Wie erleben Sie derzeit die Kooperation zwischen Hochschule und Wirtschaft?
Da wir hauptsächlich mit kleinen und mittelständischen Unternehmen kooperieren, die von der Corona-Krise besonders gebeutelt sind, ist die Zusammenarbeit teilweise schwieriger geworden. Von Hochschulseite sorgen wir uns insbesondere um die Mitarbeiterinnen und Mitarbeiter, deren Stellen an Kooperationsprojekte angedockt sind. Sollten Projekte durch die Krise wegfallen, brechen uns auch die jeweiligen Stellen weg. Wir haben uns deshalb schon vor Ostern bemüht, die Kooperationen mit der Industrie zu intensivieren und vermehrt Projektanträge geschrieben. Glücklicherweise liegt die Biopolymerforschung derzeit im Trend; es sieht also ganz gut aus. Nichtsdestotrotz macht die Corona-Krise nochmal deutlich: Wir brauchen an den Hochschulen für angewandte Wissenschaften dringend mehr haushaltsfinanzierte Stellen.

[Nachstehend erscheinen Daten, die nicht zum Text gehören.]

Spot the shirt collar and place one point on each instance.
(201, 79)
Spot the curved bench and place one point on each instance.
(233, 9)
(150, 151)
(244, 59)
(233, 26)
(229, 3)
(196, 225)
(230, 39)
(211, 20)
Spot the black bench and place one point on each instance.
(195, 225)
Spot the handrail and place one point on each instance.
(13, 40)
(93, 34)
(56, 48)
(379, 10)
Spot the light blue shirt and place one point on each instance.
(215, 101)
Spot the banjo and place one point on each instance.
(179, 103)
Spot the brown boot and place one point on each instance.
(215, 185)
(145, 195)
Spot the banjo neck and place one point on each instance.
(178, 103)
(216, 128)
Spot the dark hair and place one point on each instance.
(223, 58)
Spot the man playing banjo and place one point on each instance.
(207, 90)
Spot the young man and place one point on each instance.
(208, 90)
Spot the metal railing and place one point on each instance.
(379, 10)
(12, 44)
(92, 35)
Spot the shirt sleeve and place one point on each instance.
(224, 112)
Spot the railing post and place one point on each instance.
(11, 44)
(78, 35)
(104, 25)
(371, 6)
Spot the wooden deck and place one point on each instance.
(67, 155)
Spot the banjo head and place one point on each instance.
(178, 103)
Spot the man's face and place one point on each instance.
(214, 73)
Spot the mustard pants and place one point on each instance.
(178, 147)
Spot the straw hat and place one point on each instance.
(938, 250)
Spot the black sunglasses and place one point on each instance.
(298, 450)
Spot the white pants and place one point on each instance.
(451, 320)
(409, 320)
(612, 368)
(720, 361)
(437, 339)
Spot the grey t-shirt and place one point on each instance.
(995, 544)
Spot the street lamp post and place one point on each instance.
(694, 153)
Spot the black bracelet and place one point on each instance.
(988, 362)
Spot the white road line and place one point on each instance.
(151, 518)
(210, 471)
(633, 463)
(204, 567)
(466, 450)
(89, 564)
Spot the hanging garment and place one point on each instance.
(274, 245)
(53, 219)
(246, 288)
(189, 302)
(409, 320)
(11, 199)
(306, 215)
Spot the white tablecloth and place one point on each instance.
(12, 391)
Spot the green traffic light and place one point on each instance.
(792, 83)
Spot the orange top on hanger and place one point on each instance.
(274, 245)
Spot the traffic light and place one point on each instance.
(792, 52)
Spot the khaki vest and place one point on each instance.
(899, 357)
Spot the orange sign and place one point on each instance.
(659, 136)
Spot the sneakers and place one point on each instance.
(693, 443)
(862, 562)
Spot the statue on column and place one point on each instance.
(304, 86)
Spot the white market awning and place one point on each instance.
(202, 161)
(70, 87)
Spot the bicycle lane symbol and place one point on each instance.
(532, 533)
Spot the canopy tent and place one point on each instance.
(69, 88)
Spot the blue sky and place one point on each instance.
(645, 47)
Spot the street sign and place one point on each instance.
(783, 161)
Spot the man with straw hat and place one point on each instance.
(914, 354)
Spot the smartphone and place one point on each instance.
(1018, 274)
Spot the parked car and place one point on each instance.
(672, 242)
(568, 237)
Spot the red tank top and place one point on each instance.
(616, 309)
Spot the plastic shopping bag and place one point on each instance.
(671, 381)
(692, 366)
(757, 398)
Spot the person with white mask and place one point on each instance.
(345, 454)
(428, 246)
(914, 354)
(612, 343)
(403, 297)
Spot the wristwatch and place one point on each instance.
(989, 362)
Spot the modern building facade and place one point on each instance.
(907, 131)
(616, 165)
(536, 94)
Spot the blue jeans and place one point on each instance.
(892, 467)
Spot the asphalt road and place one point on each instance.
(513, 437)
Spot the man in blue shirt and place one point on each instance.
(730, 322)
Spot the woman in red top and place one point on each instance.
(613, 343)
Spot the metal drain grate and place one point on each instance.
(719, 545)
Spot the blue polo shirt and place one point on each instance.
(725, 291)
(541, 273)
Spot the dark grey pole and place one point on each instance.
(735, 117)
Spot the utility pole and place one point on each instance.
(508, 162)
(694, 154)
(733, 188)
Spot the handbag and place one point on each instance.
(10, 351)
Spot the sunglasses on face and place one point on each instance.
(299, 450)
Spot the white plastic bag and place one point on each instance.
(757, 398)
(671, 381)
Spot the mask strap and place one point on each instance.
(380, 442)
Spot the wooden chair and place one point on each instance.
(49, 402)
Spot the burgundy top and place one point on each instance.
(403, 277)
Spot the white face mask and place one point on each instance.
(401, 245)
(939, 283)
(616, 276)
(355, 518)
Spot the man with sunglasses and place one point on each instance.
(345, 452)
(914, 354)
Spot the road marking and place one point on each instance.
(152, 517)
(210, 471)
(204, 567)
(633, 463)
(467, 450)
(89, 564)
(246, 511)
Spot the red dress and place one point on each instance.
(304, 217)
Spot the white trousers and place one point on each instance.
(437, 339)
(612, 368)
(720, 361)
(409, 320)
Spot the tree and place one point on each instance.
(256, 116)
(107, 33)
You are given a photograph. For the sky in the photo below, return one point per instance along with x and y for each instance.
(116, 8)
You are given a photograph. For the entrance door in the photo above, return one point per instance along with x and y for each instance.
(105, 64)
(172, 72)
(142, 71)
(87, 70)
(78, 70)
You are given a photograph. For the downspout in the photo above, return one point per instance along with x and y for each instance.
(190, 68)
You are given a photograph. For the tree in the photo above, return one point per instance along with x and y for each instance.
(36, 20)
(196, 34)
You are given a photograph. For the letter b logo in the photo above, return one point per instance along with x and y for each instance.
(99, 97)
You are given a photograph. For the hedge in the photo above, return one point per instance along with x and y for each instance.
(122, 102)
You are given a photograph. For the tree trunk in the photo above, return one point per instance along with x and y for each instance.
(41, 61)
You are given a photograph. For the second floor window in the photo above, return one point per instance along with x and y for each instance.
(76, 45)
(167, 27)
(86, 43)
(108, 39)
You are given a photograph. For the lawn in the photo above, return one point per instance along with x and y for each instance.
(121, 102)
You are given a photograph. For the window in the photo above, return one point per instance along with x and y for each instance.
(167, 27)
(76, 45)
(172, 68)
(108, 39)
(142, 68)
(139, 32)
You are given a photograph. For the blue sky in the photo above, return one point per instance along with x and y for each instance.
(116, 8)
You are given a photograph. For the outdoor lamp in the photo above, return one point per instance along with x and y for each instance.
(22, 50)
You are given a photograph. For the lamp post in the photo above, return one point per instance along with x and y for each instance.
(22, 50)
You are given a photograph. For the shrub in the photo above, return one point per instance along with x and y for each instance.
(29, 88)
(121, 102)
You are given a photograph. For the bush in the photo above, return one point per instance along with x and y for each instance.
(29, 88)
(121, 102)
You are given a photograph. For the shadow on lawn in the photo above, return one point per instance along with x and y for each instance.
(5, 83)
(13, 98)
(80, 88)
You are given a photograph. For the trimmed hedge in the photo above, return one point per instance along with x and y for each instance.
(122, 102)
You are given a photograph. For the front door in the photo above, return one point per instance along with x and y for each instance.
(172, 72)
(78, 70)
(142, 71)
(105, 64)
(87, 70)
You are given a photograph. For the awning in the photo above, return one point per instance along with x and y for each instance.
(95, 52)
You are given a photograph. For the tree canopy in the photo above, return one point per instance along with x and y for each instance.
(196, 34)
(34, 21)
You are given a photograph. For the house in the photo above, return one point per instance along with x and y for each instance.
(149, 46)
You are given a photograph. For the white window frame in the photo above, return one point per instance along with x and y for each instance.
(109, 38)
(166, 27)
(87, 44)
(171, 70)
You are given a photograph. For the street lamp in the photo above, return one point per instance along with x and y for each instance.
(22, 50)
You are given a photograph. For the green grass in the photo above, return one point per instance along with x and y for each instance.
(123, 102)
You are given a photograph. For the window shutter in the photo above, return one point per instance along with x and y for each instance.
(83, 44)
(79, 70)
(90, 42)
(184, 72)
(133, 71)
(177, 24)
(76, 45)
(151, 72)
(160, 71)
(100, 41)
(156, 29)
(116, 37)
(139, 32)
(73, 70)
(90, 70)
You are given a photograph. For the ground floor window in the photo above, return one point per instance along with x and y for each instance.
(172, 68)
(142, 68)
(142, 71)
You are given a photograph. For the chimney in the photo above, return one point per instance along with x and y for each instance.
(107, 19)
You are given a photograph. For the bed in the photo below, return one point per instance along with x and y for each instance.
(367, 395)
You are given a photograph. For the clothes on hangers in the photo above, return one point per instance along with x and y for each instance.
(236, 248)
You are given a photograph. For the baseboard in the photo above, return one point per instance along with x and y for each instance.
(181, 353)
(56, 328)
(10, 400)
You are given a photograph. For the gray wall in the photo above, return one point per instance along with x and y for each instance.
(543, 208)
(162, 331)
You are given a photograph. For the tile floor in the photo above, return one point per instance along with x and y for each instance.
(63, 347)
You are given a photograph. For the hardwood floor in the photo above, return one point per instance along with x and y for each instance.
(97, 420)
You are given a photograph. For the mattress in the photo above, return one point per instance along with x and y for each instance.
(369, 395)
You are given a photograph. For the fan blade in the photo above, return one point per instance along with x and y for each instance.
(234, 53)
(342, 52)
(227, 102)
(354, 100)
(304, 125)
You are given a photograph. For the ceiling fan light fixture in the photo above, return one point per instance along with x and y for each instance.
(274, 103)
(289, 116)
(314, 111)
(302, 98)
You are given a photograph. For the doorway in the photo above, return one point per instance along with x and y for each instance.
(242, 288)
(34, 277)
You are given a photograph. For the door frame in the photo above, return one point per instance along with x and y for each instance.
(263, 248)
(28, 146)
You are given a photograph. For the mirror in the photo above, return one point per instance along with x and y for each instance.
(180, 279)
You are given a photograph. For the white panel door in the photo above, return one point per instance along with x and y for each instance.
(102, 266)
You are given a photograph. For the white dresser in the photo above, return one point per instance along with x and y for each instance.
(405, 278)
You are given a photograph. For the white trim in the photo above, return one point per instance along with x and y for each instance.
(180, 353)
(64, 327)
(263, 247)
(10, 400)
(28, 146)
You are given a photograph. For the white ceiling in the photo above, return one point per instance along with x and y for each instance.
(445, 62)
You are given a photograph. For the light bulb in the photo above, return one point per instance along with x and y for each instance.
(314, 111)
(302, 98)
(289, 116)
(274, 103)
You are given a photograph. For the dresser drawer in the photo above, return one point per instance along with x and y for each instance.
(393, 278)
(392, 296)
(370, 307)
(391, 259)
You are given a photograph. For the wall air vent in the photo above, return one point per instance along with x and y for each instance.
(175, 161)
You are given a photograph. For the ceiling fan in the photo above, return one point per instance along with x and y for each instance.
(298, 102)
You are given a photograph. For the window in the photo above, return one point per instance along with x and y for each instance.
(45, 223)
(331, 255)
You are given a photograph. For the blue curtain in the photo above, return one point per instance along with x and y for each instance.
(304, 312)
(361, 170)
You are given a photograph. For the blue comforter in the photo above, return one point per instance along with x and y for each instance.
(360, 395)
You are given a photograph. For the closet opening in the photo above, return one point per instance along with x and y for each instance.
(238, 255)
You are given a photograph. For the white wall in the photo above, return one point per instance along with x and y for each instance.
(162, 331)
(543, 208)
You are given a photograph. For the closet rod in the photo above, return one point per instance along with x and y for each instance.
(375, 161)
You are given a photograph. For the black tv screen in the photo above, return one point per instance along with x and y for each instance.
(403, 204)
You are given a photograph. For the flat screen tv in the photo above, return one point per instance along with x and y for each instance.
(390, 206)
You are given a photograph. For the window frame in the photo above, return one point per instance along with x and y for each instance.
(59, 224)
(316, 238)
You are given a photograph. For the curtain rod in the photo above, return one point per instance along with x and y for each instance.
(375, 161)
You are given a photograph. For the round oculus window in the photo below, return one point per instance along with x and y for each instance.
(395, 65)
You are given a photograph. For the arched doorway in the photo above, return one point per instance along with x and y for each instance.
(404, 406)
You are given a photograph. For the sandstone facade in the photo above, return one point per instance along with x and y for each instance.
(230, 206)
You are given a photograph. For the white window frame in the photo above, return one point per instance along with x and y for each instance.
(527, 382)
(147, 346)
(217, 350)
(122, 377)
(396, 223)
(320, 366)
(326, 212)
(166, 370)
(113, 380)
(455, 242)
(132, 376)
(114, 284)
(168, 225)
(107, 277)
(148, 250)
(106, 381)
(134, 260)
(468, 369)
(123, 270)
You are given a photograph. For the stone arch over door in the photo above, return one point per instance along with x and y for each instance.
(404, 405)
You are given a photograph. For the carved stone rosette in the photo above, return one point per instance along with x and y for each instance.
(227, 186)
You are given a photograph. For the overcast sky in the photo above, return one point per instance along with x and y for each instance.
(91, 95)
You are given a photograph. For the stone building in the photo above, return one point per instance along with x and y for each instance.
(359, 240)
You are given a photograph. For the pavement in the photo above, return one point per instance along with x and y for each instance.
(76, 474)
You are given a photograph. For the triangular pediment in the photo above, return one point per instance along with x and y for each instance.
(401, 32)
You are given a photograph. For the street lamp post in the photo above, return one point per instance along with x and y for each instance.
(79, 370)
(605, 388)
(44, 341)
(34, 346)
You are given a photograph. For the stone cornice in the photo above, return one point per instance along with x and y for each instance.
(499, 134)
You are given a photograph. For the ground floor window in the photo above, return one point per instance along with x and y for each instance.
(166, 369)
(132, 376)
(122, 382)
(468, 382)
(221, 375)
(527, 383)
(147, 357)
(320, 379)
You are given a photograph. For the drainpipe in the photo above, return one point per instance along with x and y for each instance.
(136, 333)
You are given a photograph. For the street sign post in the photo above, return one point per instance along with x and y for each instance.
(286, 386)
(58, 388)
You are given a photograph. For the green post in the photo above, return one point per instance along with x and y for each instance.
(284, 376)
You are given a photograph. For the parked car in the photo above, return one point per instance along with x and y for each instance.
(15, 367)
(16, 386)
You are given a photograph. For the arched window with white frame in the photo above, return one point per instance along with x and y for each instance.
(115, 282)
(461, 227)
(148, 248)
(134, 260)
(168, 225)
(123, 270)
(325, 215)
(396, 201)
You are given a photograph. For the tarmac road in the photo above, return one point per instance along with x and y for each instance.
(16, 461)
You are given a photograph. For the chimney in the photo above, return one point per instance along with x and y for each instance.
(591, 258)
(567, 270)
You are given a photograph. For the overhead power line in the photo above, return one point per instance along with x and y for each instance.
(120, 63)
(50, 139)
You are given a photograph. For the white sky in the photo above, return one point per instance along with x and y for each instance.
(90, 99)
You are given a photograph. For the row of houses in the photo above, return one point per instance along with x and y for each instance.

Zu welchen konkreten Themen forschen Sie?
Meine Professur ist auf dem Gebiet der Kunststofftechnologie angesiedelt. Dazu zählt auch die Kunststoffverarbeitung. Hauptsächlich forschen wir zu Extrusionstechnologie und Spritzguss, mit der Spezialisierung auf Biokunststoffe. Es geht insbesondere um die physikalische Herstellung von Biokunststoffen sowie deren Verarbeitung zu innovativen Produkten. Konkret wollen wir herausfinden, wie das gleiche Produkt mit weniger fossilem Ressourcenaufwand hergestellt werden kann. Eine wichtige Rolle im Rahmen dieses Nachhaltigkeitsaspekts spielt dabei der Einsatz Biokunststoffe, aber auch das Recycling von herkömmlichen Kunststoffen.
Inwiefern ist Ihre und anwendungsorientierte Forschung insgesamt wirtschaftlich relevant?
Der Nutzen für die Industrie ist immens: Kleine und mittelständische Unternehmen verfügen häufig nicht über die technischen Möglichkeiten, um Versuche durchzuführen. An der Hochschule sind wir technisch gut ausgestattet. Zusammen mit uns können kleine Unternehmen experimentieren. Als Hochschulen für angewandte Wissenschaften arbeiten wir sozusagen als externe Entwicklungsabteilungen der Unternehmen, wobei die Produktideen meist von uns kommen. Ein anderer Vorteil: Durch die Kooperation kommen die Unternehmen früh in Kontakt mit Nachwuchskräften.
Kooperieren Sie eher in der Region oder deutschlandweit?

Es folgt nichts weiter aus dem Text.